L A fibrodysplasie ossifiante progressive (FOP), également appelées « maladie de l'homme de pierre », se caractérise par l'ossification progressive des muscles squelettiques. La maladie, très rare, a longtemps été considérée comme une affection sporadique, les parents des malades paraissant indemnes. Des observations plus fines ont toutefois permis de reconnaître, dans certaines familles, chez l'un des parents, des anomalies digitales, notamment au niveau du gros orteil. Ces observations ont fait admettre, pour ces familles, la notion de transmission héréditaire d'un trait de pénétrance variable et, pour les cas purement sporadiques, la notion de mutation de novo.
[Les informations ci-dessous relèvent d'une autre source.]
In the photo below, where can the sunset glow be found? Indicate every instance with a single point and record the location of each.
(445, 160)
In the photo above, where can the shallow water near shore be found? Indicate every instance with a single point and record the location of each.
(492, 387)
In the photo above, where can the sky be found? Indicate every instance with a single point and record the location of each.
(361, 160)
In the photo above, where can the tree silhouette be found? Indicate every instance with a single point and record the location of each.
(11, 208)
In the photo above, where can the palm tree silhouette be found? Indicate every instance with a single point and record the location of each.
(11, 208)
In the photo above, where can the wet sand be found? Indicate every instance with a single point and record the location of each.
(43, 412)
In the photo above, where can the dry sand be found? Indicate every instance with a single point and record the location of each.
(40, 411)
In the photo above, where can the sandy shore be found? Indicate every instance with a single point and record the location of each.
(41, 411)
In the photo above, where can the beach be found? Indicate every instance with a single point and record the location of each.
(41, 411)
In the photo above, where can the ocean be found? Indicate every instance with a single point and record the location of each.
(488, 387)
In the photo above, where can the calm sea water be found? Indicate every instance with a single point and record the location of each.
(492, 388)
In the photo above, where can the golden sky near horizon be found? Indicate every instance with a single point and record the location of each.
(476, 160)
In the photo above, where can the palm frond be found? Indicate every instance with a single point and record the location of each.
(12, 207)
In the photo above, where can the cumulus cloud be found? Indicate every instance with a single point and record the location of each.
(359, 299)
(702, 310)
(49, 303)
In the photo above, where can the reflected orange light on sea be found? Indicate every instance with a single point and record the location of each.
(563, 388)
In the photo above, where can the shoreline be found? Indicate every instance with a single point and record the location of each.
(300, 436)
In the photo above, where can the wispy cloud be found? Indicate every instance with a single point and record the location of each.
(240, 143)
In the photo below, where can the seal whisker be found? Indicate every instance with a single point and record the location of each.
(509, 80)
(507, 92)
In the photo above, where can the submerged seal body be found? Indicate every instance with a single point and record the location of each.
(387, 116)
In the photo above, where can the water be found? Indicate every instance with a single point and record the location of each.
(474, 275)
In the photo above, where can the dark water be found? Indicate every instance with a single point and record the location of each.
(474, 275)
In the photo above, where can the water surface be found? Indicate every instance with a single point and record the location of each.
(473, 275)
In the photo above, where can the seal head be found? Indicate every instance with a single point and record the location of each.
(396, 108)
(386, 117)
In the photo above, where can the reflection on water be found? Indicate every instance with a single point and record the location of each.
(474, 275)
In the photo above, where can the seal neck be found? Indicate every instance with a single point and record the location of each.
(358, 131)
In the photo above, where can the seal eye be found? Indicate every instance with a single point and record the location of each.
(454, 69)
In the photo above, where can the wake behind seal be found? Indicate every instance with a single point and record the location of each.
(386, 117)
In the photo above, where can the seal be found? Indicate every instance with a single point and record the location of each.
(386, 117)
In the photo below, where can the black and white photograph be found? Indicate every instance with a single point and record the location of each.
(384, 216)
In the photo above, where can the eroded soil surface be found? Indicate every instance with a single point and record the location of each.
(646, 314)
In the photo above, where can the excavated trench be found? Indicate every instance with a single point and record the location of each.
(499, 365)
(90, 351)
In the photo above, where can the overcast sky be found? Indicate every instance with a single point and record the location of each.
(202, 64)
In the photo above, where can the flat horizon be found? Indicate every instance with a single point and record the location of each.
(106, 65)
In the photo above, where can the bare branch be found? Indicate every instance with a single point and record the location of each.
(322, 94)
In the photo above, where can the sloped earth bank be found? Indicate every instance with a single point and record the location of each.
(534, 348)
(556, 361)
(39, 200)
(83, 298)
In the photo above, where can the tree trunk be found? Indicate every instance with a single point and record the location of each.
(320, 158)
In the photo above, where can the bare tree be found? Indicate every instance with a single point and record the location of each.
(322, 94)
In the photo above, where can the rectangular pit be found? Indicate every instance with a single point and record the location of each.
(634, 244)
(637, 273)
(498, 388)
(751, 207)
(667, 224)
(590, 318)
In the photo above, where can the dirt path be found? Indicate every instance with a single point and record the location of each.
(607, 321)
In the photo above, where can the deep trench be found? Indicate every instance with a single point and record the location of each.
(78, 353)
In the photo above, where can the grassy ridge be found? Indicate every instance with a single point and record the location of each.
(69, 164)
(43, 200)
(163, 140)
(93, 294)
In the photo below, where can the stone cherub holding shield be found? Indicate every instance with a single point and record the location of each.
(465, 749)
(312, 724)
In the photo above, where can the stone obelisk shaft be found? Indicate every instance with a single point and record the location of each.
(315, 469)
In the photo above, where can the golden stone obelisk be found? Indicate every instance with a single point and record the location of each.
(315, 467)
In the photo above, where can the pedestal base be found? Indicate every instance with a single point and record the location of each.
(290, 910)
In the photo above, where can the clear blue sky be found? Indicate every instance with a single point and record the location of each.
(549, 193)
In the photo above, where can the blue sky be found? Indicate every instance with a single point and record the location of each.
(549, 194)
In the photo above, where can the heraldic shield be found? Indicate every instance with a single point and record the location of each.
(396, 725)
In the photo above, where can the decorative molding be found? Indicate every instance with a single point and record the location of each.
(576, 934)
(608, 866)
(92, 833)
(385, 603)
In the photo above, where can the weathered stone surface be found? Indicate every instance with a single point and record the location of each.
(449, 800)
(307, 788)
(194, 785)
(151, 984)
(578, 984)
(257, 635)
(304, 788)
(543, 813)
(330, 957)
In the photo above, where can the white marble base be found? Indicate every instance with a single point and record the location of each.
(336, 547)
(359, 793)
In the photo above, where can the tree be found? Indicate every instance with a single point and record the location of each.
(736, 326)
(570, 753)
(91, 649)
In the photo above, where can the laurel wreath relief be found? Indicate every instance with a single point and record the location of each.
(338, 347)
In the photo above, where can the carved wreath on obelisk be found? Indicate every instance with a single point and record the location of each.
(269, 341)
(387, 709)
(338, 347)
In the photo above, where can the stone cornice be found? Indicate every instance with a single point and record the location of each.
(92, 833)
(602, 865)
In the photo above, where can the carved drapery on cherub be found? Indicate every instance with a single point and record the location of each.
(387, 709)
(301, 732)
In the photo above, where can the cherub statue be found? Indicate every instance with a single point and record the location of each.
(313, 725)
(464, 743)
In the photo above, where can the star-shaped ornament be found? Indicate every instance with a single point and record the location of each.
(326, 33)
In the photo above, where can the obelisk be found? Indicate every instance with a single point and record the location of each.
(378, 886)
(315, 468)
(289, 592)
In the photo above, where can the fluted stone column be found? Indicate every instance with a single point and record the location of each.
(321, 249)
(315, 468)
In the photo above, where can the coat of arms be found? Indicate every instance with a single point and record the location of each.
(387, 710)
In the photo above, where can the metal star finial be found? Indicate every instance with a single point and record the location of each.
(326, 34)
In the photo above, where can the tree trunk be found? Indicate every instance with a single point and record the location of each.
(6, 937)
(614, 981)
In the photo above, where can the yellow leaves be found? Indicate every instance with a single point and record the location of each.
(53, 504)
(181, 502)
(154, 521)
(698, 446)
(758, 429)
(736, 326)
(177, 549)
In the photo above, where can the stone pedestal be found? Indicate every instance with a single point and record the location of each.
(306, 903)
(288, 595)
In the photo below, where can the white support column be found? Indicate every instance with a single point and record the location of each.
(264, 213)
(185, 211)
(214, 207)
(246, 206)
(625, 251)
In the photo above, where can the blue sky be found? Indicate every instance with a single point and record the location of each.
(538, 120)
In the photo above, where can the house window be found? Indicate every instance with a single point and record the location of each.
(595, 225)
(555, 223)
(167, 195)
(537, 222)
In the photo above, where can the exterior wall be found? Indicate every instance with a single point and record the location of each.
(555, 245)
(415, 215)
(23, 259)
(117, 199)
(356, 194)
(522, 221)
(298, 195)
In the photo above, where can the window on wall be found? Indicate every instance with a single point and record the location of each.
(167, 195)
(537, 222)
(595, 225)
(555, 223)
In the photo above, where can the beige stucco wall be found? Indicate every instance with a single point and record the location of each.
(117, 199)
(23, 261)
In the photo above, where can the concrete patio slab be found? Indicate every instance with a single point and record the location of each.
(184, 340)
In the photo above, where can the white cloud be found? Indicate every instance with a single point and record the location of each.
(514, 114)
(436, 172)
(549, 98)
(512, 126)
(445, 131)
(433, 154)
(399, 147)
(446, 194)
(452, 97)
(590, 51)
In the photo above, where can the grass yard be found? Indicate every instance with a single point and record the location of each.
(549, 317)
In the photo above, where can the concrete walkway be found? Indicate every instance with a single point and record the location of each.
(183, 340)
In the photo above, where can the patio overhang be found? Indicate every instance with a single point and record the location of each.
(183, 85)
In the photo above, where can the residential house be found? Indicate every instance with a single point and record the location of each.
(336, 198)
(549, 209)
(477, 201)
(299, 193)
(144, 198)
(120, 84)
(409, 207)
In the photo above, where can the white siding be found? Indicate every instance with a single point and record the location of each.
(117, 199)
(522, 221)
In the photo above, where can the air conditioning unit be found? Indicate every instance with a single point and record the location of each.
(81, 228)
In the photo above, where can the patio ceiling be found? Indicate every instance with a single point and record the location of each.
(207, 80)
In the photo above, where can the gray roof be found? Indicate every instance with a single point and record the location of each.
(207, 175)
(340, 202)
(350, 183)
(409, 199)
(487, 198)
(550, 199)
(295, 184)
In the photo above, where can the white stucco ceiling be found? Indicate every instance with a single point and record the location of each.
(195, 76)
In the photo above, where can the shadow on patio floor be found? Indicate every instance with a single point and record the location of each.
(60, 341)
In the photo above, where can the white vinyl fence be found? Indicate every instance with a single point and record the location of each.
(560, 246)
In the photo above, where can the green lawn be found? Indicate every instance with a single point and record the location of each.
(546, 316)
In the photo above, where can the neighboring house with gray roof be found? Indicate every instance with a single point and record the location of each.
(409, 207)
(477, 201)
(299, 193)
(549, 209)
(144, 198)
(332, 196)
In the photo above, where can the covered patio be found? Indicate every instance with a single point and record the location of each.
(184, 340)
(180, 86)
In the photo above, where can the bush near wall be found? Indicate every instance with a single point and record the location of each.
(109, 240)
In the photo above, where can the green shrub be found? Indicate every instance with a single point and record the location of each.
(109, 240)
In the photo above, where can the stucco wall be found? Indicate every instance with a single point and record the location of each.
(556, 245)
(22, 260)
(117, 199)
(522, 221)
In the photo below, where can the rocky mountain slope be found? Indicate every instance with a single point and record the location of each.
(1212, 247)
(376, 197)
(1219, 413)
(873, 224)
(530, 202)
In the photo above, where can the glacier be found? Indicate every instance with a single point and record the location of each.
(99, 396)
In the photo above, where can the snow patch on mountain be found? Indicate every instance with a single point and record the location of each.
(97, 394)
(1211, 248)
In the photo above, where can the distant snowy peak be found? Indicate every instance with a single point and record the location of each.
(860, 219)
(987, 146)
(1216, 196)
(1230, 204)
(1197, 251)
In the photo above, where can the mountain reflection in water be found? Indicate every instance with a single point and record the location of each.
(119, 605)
Plusieurs gènes pourraient être en cause. Le premier a été identifié en 1999. Il s'agit du gène de la noggine, porté par le chromosome 17, dans lequel Gérard Lucotte a pu mettre en évidence une délétion chez un malade (« le Quotidien » du 22 septembre 1999 et du 14 janvier 2000). Peu après, une équipe franco-américaine (Dr Martine Le Merrer) annonçait une liaison de la maladie avec le chromosome 4 (« le Quotidien » du 26 janvier 2000). La même équipe rapportait, en outre, n'avoir observé aucune mutation dans le gène de la noggine chez ses propres patients. Avec la mise en évidence de trois nouvelles mutations dans le gène de la noggine chez des malades espagnols, ce qui a été obtenu est donc en premier lieu une confirmation de l'implication de ce gène, au moins dans certains cas. Ces mutations n'ont en effet été retrouvées dans aucun des 82 chromosomes 17 d'origine méditerranéenne, analysés comme témoins.
Le regroupement, sur un même site, des mutations
Le second point important est le regroupement sur un même site des mutations recensées dans la noggine. Les mutations observées chez les malades espagnols sont, pour deux d'entre elles, des mutations apparemment survenues de novo, qui n'ont pas été retrouvées chez les parents des malades (G92R et G92E). Pour la troisième, il s'agit d'une mutation transmise par le père, qui présentait d'ailleurs lui-même une déformation caractéristique du gros orteil (G91C). Mais quoique d'origine différente, ces trois mutations touchent deux acides aminés adjacents, et tombent par ailleurs exactement dans la délétion décrite en 1999, entre les acides aminés 89 et 94.
Ce site, manifestement essentiel, correspond au site de N-myristoylation de la protéine, c'est-à-dire au point de fixation covalente d'un myristate, acide gras saturé en C14. Cette fixation est reconnue dans un certain nombre de protéines comme un mécanisme régulateur, assurant des fonctions diverses, allant de l'adressage vers les membranes à la facilitation du repliement tridimensionnel.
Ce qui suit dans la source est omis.